In all this time the only other stressful occurrence was the death of my father in the summer of 2011, but even so he was 91 so not unexpected. The weight just seems to do whatever it wants.
Now I’ve gained another 10 pounds eating the food, and none of my clothes fit. NOW I’m getting stressed. Maybe I’ll start losing again. Ha.
July 31, 2013 at 4:52 pm #10629Lianda
ModeratorBetsy,
You’re forgetting that your weight set point is going to bring you back to your original weight- that’s the problem with “dieting” and over-exercising. It’s just a temporary place for the 95% of people who diet and exercise.
And it’s NOT because you are eating more, or exercising less. It’s Nature’s method to keep you from starving to death.
AND both of those attempts at weight loss put your body into a stress – so even when you are thinking that your life wasn’t stressful, your eating/exercising could have been (depending upon how little you were eating, and how much you were exercising).
And btw, no matter how old your father was, it is a major transition in life to lose a parent…
So, don’t go on another diet!August 2, 2013 at 5:38 pm #10771Sharonimo
ParticipantFor me I think it was exercise.
I was about 125lbs and exercised every day. I ran and did a variety of DVD workouts, from dancing to pilates and yoga and everything in between. My weight gain started when I decided to change it up and get on the exercise bike for an hour at a time, three times per week. I did an “interval” workout on the bike, which means climbing hills, and also had three pound weights in each hand, pumping my arms in various ways. According to the bike’s measurements I would burn 450 calories with each workout, not including the weights, so let’s estimate perhaps burning 600+ calories (?) When I tell this story, everyone then says “so you must have looked great burning all those calories!” Um no. The conclusion of the story is that in three months I gained 10 lbs! All fat, all in my midsection.
Since then it seemed like all other exercise just continued to stress me out. I literally would get up and put on my workout clothes and procrastinate until noon because I just did not want to workout! So little by little, no matter what I ate I just started slowly gaining, getting another spurt of weight gain after doing Jillian Michaels workouts for a few months.

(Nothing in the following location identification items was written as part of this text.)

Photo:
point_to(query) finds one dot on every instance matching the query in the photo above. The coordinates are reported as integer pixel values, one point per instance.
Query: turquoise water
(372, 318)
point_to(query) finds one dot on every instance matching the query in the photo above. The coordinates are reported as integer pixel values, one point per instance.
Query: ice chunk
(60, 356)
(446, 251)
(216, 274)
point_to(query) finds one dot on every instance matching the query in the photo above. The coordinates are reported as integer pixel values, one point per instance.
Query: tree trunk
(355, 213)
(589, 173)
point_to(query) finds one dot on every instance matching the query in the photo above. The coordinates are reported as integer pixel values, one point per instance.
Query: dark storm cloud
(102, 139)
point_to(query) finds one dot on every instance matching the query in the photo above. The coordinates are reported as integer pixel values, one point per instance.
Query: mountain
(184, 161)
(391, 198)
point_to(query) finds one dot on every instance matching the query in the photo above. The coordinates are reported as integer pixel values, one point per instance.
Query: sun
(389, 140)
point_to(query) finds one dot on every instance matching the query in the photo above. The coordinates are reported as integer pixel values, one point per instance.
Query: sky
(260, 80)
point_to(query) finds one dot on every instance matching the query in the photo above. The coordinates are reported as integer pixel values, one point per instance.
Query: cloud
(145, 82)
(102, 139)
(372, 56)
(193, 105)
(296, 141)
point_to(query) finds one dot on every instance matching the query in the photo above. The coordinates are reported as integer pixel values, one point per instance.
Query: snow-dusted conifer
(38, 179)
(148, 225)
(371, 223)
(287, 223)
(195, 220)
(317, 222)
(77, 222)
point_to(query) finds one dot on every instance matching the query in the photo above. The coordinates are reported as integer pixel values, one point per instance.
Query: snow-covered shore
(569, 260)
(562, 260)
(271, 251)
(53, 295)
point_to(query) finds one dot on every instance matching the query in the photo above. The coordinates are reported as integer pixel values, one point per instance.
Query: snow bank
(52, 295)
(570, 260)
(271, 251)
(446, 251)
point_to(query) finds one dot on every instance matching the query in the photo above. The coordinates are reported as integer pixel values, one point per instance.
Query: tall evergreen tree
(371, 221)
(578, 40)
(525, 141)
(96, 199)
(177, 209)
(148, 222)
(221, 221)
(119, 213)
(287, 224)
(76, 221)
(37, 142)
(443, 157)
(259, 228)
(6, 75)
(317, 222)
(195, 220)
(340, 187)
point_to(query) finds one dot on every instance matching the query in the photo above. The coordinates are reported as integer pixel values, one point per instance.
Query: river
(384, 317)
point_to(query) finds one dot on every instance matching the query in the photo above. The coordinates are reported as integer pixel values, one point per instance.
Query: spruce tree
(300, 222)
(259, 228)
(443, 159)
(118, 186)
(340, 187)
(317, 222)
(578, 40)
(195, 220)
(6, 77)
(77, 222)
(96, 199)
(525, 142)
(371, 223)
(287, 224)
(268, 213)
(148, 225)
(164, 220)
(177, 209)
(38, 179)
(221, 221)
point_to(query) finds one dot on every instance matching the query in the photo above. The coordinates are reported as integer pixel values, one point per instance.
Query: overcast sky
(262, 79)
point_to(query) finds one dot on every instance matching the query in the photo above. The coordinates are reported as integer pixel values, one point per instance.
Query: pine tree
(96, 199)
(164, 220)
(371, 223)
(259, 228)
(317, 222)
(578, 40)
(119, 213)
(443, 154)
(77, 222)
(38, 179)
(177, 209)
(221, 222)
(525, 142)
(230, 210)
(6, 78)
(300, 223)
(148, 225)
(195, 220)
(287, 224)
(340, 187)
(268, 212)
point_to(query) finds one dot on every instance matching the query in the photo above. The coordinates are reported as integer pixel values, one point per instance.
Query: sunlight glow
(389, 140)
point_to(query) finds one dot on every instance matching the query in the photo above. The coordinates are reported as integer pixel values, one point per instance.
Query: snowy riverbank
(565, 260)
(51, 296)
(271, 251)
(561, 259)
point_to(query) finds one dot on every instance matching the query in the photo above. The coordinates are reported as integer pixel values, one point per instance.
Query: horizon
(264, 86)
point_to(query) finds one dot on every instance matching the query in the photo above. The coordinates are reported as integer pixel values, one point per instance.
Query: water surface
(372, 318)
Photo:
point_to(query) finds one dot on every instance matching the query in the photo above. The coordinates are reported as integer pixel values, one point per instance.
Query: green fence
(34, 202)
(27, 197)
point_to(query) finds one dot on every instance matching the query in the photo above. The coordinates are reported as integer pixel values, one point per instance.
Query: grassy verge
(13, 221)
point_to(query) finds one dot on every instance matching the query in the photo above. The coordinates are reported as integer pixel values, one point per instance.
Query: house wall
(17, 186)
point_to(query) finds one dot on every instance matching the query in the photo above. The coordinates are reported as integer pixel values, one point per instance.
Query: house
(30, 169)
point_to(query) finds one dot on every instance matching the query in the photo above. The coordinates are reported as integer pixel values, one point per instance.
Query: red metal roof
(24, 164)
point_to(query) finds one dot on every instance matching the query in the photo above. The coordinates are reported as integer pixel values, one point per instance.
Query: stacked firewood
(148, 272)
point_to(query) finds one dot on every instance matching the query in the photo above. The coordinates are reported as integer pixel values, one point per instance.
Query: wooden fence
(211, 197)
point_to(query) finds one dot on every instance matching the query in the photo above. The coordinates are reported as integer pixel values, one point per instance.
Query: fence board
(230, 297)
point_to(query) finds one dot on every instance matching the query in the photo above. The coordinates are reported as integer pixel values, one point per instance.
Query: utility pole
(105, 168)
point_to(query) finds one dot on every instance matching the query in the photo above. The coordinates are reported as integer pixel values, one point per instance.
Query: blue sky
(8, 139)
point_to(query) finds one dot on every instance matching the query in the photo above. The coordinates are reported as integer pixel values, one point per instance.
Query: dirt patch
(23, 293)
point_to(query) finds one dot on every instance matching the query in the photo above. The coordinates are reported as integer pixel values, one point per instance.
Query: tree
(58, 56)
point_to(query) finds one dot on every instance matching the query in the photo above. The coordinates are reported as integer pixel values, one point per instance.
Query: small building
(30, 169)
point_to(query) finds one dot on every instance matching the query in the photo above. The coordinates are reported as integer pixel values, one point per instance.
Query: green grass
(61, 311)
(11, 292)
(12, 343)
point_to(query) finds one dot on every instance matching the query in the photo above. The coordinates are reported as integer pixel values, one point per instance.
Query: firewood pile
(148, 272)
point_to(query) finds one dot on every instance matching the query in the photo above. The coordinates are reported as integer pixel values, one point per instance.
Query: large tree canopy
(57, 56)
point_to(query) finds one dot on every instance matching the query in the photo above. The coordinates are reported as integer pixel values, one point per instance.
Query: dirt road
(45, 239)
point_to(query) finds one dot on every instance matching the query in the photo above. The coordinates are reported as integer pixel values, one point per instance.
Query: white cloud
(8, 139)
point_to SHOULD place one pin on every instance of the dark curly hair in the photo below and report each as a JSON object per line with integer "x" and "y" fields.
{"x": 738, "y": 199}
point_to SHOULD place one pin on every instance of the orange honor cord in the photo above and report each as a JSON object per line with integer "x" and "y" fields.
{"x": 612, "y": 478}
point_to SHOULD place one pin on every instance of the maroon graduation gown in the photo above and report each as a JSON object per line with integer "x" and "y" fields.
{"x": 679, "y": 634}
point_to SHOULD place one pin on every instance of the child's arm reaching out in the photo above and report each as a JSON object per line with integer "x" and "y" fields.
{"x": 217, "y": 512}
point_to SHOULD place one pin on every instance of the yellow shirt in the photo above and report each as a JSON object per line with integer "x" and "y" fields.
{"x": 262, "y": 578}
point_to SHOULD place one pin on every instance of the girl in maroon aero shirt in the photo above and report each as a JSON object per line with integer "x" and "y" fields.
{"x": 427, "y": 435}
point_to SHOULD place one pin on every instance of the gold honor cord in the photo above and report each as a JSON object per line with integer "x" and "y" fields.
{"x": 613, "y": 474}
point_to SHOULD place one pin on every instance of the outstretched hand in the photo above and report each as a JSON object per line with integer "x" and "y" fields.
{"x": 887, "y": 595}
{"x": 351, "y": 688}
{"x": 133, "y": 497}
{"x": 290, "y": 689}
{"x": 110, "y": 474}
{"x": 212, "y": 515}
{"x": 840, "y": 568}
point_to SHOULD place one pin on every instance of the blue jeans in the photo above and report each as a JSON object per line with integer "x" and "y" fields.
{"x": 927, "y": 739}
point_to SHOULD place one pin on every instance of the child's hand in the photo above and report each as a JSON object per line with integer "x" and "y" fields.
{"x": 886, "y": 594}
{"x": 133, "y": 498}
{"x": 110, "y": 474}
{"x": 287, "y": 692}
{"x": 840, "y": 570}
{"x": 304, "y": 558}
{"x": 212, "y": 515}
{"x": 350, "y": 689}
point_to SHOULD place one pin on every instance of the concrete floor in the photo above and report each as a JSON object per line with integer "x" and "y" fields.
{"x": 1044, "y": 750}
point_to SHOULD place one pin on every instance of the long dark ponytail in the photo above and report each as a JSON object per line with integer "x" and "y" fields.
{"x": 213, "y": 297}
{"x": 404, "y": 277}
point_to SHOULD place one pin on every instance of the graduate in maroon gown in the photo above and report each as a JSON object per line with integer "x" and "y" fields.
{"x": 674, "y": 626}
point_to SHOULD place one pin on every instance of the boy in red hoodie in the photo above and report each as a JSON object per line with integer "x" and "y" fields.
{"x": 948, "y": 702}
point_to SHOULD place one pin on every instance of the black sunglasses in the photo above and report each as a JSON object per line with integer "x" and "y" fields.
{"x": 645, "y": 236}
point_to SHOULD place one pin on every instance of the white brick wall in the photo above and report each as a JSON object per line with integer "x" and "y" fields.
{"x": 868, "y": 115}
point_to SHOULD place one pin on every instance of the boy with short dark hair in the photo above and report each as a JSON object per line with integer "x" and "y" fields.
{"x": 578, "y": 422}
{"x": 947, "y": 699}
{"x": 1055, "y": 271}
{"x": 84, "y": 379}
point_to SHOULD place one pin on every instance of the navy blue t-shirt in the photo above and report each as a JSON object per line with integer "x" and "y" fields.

Cortisol is my arch nemesis!
I’ve just always worked out and taking a break from that has been really hard. I’m just barely starting to work out again a few times per week but really only doing things that I enjoy and monitoring my temperatures. I’m dancing and doing yoga and that’s it.
Another huge cause of stress in the last few years is getting more and more involved in the traditional food movement. I have read so much and even taught so many WAPF based classes that I had become so stressed and afraid of all processed foods, especially those that were not prepared according to WAPF standards. Yes there are lots of traditional foods that I enjoy, like kombucha and sauerkraut, but my whole body would just sort of tense up if I saw a raw kale salad (the goitrogens and phytic acid! Oh the horror!!!) Unsprouted beans?! Unfermented grains?! Oh, no no no no NO! And what evil thing is Monsanto doing now? And the bees! They are all going extinct! What are we going to do about that?!!
I’m so tired of the stress. Now every Sunday my family and I go to a local lake to go jet skiing. We eat chips and dips and grill hot dogs and drink margaritas. I’ve said this before on another thread, that I am fine with the fact that I will most likely die of hot dog and margarita cancer. I would rather that than all the illnesses I have attained because of my stress. I am not there yet, but I am working hard and just chillin and being happy.